The benefits of highrises in downtown State College


By Gracie Mullan

The HERE building seen from Beaver Ave and Garner Street. Image: Chuck Fong.

With Penn State’s rapid growth in recent decades, faculty, staff, students and visitors continue flooding into Happy Valley. As you’d expect, both housing and visitor accommodations are areas that have required particular attention downtown.

According to the Downtown State College Improvement District, on average, 1.5 million to 2 million people visit the downtown area each year with the biggest numbers around football weekends and graduations.

This number will likely grow, as Penn State gears up for an extremely successful 2023 season in lieu of the 12-team expansion to the playoff system. On top of that, Beaver Stadium is also expecting a long-awaited $700 million renovation set to be finished by 2027 as part of the overall $2.183 billion university 2024-2028 capital plan.
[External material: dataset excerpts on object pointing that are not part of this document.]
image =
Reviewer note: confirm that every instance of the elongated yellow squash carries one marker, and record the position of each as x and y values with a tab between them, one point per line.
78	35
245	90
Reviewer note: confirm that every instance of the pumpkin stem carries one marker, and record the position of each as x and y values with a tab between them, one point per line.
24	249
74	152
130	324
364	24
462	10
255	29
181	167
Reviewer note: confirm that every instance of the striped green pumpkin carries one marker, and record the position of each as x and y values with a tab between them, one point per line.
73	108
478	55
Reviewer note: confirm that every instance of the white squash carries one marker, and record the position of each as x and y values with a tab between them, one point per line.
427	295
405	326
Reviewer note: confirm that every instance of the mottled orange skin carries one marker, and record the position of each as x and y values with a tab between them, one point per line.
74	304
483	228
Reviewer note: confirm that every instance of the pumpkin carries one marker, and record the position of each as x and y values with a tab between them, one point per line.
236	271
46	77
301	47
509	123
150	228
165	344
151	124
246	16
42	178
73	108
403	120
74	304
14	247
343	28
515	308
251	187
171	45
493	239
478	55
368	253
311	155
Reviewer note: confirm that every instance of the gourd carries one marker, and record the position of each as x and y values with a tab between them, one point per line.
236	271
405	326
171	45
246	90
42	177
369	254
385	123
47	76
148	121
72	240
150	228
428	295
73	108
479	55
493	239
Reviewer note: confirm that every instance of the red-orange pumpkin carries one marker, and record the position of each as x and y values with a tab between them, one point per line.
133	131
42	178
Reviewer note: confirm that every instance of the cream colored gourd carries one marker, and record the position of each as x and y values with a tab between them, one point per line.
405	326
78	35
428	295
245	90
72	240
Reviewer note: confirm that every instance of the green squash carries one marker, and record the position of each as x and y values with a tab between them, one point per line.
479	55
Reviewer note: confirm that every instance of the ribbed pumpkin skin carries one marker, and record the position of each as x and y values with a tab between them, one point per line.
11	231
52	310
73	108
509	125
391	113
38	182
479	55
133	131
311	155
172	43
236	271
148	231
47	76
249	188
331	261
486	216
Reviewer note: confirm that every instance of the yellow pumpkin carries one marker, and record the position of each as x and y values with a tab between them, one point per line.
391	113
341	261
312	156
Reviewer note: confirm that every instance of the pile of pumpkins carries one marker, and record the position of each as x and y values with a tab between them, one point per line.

Penn State evolved to meet the demands of a growing student population in recent decades. Then it was State College’s turn to decide how to create more living space.

A larger stadium with upgraded facilities means that even more alumni will likely be coming back during home football weekends to enjoy the brand-new stadium. Plus, visitors will continue to visit for events at other Penn State venues like the Bryce Jordan Center and Pegula Area and Eisenhower Auditorium.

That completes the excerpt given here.